Seriously? More About This AI Crap
Right, so apparently building these goddamn AI things isn’t just about some nerds typing code. Who knew? This article – and I use that term *loosely* – details how a bunch of companies are throwing absolutely ridiculous amounts of money at infrastructure to support this whole AI obsession. We’re talking data centers, networking bullshit, power grids… the works.
Specifically, it’s all about Nvidia still being king (surprise, fucking surprise), but also Microsoft and Amazon trying to catch up by building their own shit. Cloud providers are basically in a land grab for AI compute because everyone wants to run these resource-hungry models. And guess who pays? Everyone. Because of course they do.
There’s talk about “hyperscalers” (ugh, marketing jargon) and how they’re locking down supply chains for everything from GPUs to cooling systems. It’s a whole mess of deals, acquisitions, and frantic building because if you *don’t* have the infrastructure, your AI dreams are just that – dreams. And don’t even get me started on the power consumption. Seriously, this is going to melt the planet faster than any SUV ever could.
Oh, and apparently there’s a shortage of everything. Skilled labor? Gone. Land for data centers? Taken. Money? Well, some people have plenty, clearly. It’s just a lovely cycle of greed and unsustainable growth. Fantastic.

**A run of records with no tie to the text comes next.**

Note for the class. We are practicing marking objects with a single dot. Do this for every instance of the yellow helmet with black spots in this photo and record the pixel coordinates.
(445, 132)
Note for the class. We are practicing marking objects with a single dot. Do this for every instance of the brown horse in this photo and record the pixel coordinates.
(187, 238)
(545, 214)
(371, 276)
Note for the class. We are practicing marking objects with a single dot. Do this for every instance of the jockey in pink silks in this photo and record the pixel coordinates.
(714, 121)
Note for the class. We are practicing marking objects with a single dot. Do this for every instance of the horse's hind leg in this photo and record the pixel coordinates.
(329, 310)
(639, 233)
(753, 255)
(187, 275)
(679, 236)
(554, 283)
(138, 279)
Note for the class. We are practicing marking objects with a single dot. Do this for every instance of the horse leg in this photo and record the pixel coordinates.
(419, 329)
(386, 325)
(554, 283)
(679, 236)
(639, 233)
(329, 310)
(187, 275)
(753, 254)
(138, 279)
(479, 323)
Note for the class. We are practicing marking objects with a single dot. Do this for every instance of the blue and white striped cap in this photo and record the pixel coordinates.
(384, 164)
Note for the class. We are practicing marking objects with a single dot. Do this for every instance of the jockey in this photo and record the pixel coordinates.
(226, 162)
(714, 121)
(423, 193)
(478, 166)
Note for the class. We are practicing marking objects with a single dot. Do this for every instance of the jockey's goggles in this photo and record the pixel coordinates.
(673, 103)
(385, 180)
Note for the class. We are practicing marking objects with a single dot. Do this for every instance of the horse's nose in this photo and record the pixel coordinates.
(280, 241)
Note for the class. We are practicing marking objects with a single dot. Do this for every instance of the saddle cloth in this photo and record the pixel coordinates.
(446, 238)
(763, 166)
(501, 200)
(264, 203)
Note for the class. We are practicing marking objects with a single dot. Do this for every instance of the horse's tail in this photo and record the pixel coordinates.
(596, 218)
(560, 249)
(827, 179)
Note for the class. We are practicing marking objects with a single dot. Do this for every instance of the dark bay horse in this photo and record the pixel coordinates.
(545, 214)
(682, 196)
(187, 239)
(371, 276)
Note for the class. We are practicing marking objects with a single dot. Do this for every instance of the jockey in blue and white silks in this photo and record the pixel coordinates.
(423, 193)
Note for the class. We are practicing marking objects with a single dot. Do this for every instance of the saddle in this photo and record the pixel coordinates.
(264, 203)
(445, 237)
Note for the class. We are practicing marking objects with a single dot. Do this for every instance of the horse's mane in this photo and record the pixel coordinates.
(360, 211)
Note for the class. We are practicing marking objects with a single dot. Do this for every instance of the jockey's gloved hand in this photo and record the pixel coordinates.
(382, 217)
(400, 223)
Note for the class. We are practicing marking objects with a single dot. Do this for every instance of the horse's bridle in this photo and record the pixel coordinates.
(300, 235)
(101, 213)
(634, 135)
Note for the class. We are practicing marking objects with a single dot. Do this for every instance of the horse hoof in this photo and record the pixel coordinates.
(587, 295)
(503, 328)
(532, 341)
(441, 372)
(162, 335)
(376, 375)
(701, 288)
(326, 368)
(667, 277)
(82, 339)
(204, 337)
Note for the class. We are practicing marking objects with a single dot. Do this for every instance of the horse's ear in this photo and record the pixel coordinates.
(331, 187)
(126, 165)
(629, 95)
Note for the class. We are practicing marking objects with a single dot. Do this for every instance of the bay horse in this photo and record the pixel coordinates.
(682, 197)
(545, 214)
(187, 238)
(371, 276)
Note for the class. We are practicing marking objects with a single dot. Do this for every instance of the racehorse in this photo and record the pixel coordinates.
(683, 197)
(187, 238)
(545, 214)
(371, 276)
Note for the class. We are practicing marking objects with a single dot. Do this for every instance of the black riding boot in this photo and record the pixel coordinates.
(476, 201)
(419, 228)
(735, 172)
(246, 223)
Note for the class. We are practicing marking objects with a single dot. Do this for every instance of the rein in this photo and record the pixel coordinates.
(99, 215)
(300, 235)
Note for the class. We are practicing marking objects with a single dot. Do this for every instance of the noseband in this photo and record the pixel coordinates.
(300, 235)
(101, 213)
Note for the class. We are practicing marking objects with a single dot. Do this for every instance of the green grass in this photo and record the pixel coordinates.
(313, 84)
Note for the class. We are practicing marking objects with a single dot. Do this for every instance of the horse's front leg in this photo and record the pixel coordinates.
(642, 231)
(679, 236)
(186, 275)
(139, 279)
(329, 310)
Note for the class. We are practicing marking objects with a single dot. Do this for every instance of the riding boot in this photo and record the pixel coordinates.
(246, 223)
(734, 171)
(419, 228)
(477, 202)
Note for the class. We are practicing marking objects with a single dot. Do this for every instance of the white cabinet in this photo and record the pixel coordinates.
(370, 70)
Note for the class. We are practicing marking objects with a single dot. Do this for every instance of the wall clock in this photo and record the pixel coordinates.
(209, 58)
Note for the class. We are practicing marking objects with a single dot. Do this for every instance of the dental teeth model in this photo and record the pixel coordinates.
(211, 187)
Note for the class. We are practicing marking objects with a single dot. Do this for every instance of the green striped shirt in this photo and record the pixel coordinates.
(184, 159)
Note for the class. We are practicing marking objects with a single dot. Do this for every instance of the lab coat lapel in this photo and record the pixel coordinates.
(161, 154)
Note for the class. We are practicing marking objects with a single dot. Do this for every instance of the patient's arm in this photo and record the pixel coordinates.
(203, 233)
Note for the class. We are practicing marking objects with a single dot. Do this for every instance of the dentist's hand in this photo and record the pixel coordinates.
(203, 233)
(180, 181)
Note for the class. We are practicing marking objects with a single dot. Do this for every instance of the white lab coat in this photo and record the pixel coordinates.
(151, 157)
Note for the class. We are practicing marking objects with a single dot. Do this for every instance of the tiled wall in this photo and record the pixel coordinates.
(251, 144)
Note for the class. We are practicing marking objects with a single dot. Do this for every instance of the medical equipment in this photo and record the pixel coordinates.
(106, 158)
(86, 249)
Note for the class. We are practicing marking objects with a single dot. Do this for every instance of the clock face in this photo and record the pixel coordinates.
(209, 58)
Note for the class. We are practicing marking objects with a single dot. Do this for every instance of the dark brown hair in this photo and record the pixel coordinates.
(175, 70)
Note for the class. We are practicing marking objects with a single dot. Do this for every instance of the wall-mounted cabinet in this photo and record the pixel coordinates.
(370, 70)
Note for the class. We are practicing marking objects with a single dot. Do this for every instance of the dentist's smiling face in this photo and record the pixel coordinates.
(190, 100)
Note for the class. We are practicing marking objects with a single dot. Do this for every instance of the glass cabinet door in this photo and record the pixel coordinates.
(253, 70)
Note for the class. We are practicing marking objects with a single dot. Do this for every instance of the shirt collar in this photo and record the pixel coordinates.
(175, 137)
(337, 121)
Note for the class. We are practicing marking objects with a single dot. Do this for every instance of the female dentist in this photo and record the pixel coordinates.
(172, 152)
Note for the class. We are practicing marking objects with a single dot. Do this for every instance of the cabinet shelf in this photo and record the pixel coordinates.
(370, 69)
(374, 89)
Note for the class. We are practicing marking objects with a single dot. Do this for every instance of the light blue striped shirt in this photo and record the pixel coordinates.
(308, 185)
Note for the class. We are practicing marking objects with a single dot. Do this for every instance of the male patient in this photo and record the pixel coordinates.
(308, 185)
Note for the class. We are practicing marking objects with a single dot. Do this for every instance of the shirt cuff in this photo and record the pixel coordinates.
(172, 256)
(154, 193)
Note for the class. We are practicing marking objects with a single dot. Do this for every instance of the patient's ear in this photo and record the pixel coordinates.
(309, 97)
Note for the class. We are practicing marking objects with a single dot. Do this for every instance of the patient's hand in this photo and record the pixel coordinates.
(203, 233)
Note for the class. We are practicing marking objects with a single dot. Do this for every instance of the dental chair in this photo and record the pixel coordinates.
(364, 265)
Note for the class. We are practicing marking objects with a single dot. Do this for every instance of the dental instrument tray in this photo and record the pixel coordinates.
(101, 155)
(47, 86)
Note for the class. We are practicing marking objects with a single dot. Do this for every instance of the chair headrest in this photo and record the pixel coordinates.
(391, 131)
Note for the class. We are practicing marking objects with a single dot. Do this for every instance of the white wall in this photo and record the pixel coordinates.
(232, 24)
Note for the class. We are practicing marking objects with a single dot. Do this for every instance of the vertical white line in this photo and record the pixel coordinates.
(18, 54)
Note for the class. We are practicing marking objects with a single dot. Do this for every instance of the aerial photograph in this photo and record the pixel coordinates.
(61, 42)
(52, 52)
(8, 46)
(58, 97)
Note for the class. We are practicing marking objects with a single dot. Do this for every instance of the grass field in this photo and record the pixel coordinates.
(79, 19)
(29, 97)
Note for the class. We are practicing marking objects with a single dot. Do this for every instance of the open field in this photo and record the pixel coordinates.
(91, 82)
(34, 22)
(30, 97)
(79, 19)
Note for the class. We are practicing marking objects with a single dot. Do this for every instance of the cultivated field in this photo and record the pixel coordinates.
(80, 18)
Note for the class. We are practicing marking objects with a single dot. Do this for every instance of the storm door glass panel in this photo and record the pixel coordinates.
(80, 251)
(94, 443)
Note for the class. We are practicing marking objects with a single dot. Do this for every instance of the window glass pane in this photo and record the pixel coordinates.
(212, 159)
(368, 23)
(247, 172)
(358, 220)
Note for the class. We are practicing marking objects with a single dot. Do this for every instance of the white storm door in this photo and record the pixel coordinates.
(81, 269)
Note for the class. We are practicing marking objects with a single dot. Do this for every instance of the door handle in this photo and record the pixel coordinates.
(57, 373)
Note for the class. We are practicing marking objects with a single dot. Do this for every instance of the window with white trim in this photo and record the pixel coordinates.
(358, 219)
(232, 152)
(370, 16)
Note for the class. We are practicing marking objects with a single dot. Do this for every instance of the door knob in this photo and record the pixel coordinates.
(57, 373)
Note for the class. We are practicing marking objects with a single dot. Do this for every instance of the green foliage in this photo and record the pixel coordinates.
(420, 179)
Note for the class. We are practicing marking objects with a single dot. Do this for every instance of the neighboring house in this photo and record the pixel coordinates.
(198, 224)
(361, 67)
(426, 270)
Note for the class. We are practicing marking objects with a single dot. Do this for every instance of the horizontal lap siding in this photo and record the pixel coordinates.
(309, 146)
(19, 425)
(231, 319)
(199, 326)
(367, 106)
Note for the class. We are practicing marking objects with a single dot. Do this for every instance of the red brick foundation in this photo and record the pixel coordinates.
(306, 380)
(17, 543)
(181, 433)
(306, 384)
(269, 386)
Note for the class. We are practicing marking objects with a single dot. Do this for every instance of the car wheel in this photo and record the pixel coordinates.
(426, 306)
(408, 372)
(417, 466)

Basically, it’s a billion-dollar scramble to make sure the AI hype train doesn’t derail because there isn’t enough physical stuff to actually *run* all these fancy algorithms. Don’t expect anything useful to come out of this anytime soon, just more expensive cloud bills and a hotter Earth.
Speaking of infrastructure failures… I once had to remotely debug a server farm in Iceland because someone decided to use garden hoses for cooling during a heatwave. Garden. Fucking. Hoses. The entire system crashed when one sprung a leak, taking down half the East Coast’s streaming services. And *they* were building “critical infrastructure.” Idiots.